I have spent the last month being reminded of what a remarkable web of family--chosen, blood, and extended through marriage--I have managed to build around myself.  The drive from Louisiana was part of an effort to get two dear friends, along with their newborn daughter, out of a town where they had been stuck for eight years by economic necessity, and back into the heart of their own chosen family where they could raise a kid in safety.  The move eventually drew on the willingly shared resources of six households other than their own, ranging from time and logistical expertise to throwing a little extra money into the rescue pot.  This is what Graeber, in a vain attempt to redefine inflamatory terms, calls a communist economy, and I would call a communal one.  I'm not blind to the pressures trying to prevent it from flourishing.  But it's hard to believe, settled comfortably in the heart of it, that it's as near-impossible to nurture in the shadow of capitalism as Graeber says.

Date: 2012-08-25 02:23 pm (UTC)
From: [identity profile] txanne.livejournal.com
I hesitate to bring up gender politics, because I feel like that's all I do these days...but I am having the germ of an idea here. How many unqueer men were involved in those six families? The gift economies I know about (knitting and ficcing) are pretty strongly gendered female from where I sit. You don't hear about robber baronesses and their trophy husbands. The women CEOs out there tend to be called failures much sooner than male ones, and they don't get golden-parachuted into their next job, either.

I don't know, am I just making stuff up? I think I should read that book sooner rather than later.

Date: 2012-08-25 05:34 pm (UTC)
From: [identity profile] ashnistrike.livejournal.com
There are definitely gender politics in how these things play out in society as a whole--and the book covers some of them--but in this case, I count 3 straight men, plus 2 who date women but occasionally ogle elsewhere. What they mostly are is fannish, and used to having more social than financial resources to solve problems.

Date: 2012-08-25 05:40 pm (UTC)
From: [identity profile] txanne.livejournal.com
Aha. That makes sense.

Date: 2012-08-25 09:03 pm (UTC)
From: [identity profile] aspenwolf.livejournal.com
... and now I shall have to seek out this book! Thank you for your thoughtful review!

Date: 2012-08-26 12:10 pm (UTC)
From: [identity profile] papersky.livejournal.com
Yeah.

On your last one, I have a lot of personal friend level experience of seeing how differently things work in the US as opposed to the UK and Canada. I always think about two friends of mine, both people with severe ADHD, to the point where it interferes with their ability to work and earn money, both of an age where they couldn't get treated until well into adulthood, both men, both fans. The British one could in the late eighties and throughout the nineties survive on welfare and his parents occasional help. The US one couldn't, and was reduced to borrowing from friends and in the end abusing their kindness. The ability to get medicated came along at the turn of the century, and the UK one got ritalin, did a Masters and PhD and is now a productive member of society.
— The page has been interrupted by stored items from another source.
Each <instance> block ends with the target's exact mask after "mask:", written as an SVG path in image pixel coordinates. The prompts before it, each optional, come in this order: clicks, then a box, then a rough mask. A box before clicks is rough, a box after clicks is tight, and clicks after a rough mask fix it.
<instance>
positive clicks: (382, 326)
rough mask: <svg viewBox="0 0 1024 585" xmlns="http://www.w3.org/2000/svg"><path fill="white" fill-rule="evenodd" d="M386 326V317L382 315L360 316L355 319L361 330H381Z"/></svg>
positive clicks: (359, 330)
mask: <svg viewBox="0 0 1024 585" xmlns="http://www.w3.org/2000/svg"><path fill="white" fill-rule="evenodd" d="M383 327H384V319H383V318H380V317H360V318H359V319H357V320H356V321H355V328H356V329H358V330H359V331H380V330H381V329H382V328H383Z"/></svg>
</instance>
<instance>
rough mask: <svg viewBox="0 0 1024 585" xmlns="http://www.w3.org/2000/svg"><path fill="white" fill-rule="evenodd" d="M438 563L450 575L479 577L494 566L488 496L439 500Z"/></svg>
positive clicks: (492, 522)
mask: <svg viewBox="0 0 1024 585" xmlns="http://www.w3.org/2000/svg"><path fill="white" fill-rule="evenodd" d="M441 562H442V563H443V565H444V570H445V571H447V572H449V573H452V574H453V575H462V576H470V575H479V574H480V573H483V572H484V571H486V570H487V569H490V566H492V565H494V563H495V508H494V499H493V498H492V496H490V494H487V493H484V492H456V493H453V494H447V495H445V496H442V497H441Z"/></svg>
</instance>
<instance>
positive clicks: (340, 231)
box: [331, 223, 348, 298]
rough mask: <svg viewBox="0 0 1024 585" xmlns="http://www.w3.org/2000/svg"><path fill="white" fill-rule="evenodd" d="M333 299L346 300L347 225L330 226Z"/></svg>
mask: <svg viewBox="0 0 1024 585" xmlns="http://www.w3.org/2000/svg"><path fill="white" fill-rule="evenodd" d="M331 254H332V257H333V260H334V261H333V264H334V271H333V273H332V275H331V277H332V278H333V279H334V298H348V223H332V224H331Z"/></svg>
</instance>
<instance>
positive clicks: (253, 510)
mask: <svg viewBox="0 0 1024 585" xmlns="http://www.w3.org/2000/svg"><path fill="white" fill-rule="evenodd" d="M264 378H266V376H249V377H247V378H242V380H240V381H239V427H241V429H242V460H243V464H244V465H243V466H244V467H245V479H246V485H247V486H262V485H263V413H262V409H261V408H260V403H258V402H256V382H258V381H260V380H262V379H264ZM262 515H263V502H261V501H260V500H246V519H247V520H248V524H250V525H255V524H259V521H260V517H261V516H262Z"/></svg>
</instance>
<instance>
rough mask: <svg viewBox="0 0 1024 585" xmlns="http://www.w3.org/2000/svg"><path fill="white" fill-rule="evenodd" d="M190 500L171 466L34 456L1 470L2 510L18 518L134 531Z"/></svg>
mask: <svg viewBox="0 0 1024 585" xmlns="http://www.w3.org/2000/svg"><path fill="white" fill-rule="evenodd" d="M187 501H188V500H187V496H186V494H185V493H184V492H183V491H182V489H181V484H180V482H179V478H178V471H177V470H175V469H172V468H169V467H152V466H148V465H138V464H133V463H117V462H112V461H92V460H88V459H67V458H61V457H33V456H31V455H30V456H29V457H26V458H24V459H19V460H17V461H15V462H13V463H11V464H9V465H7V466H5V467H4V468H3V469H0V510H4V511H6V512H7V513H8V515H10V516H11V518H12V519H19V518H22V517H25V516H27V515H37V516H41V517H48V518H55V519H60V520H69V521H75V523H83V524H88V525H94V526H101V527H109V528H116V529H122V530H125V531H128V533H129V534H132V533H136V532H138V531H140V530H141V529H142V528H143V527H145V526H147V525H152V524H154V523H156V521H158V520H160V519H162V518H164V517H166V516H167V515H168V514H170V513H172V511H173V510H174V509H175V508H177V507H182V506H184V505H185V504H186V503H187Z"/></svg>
Also, he still has all his friends. (He got loans for the degrees -- he was starting from zero, not from debt.) The US one bounces from medicated to unmedicated with available money and is so far in the debt hole he can't imagine seeing out of it. He has also lost a lot of friends, because he's like they type example of how to wear out your welcome.

I think there's this thing where we are trying to live our lives and our lives naturally fall into those village patterns of trust, rather than monetary patterns, and yet we're doing it within the wider structure of society and expectations, and the wider structure affects what's possible to us.